Женщинам нравятся плохие парни, и, полагаю, я не была исключением. У меня перехватывает дыхание, когда он подходит к моей двери, стучит по окну, чтобы я могла его опустить.
— Подожди здесь. — Говорит Иван. — Я отгоню свою машину немного дальше, чтобы ее было сложнее найти. Я сейчас вернусь. Выключи фары.
Я подчиняюсь, не говоря ни слова, хотя мне хочется поспорить. Нет смысла спорить, кроме того, что это было бы приятно, а сейчас я даже не уверена, что это правда. Сейчас я думаю, что это может быть похоже на то, как приятно сжимать что-то вроде заусеницы — это будет больно и в конечном итоге ухудшит ситуацию, ради кратковременного облегчения давления.
Вместо этого я сижу здесь с выключенными фарами, темнота вокруг меня, и я потягиваю воду из бутылки, как будто все в порядке. Как будто это действительно хорошо, как сказал ранее Иван, что было совершенно смешно.
Ничего не хорошо. Может даже, больше никогда и не будет.
Я никогда не боялась темноты, и я благодарна за это, сидя в чужой машине и ожидая возвращения Ивана. У меня возникает мгновенная безумная мысль, что, может быть, он бросил меня, что, может быть, он решил бросить меня здесь и уехать сам по себе, но эта идея кажется странно нелепой.

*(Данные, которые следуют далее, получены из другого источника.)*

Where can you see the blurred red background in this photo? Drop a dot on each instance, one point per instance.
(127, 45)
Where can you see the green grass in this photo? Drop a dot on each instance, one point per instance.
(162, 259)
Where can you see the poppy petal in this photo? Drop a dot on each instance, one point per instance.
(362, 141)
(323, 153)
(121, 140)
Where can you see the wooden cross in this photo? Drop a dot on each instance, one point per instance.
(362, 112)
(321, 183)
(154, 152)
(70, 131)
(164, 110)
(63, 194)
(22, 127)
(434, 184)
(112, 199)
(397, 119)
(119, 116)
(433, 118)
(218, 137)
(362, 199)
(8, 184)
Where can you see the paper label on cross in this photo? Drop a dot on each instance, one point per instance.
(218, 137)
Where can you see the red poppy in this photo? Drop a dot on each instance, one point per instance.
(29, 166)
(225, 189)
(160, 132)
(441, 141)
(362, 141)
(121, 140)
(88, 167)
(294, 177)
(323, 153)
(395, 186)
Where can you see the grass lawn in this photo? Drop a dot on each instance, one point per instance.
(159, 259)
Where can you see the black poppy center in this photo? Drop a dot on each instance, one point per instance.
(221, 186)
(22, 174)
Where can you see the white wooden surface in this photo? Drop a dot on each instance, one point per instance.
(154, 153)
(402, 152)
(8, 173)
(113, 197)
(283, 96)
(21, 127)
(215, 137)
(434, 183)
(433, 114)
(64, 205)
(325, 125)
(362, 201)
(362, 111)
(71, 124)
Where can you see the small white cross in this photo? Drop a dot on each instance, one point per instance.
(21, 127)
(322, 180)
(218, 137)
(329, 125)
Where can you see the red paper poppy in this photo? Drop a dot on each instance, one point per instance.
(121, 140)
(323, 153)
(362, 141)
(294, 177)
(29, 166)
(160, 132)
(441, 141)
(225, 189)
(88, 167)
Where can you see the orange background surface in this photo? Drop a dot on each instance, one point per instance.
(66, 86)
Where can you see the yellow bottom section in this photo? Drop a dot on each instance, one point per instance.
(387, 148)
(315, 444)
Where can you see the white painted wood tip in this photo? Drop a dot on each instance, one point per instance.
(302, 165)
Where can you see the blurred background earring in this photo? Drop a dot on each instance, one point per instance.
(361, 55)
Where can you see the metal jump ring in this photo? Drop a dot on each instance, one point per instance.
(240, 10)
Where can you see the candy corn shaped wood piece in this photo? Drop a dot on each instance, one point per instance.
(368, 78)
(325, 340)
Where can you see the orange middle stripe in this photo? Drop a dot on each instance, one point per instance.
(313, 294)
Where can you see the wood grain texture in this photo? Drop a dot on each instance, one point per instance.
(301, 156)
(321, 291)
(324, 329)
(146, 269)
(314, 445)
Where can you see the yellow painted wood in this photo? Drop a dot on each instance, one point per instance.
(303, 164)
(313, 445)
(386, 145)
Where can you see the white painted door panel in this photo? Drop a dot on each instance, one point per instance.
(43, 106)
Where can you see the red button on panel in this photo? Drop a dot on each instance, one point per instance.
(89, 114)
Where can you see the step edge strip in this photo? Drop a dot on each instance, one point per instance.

Какую бы ложь ни наговорил Иван, в какие бы ужасные вещи он меня ни втянул, я верю в одно — в то, что он хочет держать меня рядом, потому что он верит, что это может уберечь меня.
Это единственное, за что я сейчас держусь, и эта мысль заставляет мои глаза снова гореть, так близко к слезам, что я откидываю голову на сиденье, закрывая их, чтобы попытаться сдержать новую волну плача. Я не думаю, что смогу вынести больше. Даже поздними вечерами в колледже, готовясь к экзаменам, я не помню, чтобы когда-либо была настолько измотана.